Kuhad: It’s hard to pick one but if I had to I think, Elliott Smith has informed my songwriting style the most. 

 

Which song on cold/mess are you most proud of and what is your personal response to the EP, besides being the one who made it?

 

Kuhad: I think the title song “cold/mess” itself—it’s a really strong chorus line! And it’s hard to be objective in this case but I feel like it’s my best work so far. Maybe I’m biased, haha.

Tell us about your creative process, where do most of your lyrics stem from?

 

Kuhad: The lyrics used to stem a lot from personal experiences but lately, as I have been getting better at my craft, they come more from context surrounding the song and where I want it to go. That inspiration comes from anywhere really. 

 

How do you balance living overseas but touring and visiting often in the US? 

 

Kuhad: I’ve been splitting my time about 50/50, and it’s been working out so far! For now spending part of my time in the U.S. and the other part in India has been working fine. We’ll see where I eventually end up, but right now just going with the flow. Being an international artist does have its challenges though, there are a lot of additional logistical hurdles like Visas that can make it quite tough to breakthrough.

 

Your songs have been featured in two films (Baar Baar Dekho and Karwaan), explain how you felt when you were notified of this success. Were the songs written for the films or beforehand? If they were written for the film, what was your creative process for writing music for film? 

 

Kuhad: It felt pretty great of course! And yes, I wrote them specifically for the film.

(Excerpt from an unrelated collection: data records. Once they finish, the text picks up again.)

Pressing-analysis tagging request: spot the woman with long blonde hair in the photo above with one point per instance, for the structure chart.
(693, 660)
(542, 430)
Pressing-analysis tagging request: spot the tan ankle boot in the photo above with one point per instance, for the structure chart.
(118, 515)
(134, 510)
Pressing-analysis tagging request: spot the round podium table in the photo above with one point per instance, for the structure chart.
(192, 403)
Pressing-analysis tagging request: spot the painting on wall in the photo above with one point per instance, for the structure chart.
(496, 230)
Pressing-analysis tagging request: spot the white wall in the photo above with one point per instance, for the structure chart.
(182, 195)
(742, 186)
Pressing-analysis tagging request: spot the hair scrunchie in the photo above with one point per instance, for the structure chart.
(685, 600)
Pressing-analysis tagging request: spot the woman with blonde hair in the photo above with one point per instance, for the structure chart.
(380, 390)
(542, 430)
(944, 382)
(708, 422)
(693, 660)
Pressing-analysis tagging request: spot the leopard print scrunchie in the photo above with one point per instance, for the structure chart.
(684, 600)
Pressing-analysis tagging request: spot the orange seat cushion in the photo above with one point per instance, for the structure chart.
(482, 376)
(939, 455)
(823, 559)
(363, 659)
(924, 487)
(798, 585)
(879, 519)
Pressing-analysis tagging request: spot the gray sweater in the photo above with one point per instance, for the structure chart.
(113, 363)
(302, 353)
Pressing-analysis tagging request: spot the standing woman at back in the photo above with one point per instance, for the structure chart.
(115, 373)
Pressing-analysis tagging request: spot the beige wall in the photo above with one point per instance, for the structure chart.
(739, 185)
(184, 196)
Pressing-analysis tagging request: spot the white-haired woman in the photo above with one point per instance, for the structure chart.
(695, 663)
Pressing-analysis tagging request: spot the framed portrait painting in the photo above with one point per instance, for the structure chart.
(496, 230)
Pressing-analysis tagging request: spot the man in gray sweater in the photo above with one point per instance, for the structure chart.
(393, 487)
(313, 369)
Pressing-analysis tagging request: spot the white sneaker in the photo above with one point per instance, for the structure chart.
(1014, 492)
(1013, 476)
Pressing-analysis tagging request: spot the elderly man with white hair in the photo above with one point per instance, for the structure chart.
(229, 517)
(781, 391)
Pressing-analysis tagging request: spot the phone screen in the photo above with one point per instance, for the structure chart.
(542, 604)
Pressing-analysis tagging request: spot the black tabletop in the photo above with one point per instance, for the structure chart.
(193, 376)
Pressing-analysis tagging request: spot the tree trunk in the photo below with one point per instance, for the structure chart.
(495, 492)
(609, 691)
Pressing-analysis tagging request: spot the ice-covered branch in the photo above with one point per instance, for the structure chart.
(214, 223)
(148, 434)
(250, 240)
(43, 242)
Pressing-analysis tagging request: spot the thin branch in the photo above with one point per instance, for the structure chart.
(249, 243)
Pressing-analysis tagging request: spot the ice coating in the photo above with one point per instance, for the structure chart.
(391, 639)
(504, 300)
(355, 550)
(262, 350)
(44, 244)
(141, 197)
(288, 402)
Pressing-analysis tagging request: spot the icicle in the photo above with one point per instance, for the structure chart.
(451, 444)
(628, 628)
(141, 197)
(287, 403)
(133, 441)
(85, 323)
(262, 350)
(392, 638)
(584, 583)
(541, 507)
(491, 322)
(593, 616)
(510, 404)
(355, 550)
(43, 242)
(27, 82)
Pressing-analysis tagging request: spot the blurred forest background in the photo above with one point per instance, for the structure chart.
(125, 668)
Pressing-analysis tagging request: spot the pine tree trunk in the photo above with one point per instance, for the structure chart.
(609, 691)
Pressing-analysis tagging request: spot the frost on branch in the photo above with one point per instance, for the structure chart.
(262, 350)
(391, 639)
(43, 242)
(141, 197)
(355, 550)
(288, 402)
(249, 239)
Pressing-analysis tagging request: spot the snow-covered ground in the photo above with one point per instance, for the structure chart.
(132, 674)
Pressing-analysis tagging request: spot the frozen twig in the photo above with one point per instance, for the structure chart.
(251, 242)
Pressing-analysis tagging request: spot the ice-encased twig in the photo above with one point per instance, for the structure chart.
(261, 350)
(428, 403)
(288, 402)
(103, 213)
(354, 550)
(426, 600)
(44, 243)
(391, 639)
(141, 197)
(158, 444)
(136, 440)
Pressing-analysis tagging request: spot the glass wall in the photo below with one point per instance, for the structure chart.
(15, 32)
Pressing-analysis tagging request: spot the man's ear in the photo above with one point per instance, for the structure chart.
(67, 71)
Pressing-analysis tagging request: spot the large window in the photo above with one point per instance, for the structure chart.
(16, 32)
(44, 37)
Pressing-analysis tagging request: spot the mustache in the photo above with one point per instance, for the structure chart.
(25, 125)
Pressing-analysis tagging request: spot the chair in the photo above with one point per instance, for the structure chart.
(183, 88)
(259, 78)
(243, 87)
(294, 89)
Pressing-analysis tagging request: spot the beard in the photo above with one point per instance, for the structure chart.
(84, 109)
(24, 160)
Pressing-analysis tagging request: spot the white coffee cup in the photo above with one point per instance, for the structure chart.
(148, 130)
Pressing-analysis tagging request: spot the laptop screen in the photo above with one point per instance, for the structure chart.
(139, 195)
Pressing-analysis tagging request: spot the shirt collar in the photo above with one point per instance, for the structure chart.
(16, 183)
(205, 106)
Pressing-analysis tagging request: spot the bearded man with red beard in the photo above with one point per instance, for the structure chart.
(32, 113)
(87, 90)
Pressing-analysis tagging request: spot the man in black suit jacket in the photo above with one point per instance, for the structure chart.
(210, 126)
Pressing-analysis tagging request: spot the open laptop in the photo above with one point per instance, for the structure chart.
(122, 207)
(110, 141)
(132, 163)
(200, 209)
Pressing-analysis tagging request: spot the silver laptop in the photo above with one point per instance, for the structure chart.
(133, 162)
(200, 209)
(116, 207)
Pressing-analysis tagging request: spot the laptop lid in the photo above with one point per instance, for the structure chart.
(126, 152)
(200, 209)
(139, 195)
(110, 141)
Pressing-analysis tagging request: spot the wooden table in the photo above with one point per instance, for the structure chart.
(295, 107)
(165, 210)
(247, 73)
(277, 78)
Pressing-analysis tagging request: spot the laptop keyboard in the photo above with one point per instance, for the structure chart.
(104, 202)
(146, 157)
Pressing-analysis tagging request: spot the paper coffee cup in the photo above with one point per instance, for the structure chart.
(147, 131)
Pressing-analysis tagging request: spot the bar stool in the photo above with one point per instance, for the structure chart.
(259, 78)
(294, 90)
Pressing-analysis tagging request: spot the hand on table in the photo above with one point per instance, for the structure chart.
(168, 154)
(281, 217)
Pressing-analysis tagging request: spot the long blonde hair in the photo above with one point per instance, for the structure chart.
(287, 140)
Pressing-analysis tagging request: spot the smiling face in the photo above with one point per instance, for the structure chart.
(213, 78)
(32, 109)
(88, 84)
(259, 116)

Writing for syncs like this is quite different because you are given a certain situation and a certain character to write for. So you’re writing from the character's perspective, not yours, so that gives you less freedom and it is a lot more fictional. It’s a different process and I quite enjoy it as well, actually. 

 

What are you working on right now? More touring? An album?

 

Kuhad: Still more touring left! We just finished the U.S. tour. Now I’m headed to the U.K. and other parts of  Europe for a bunch of shows there until December. Then mid-December has me back in India for a few more shows there. I’m also working on a record but still unsure of when that is coming out.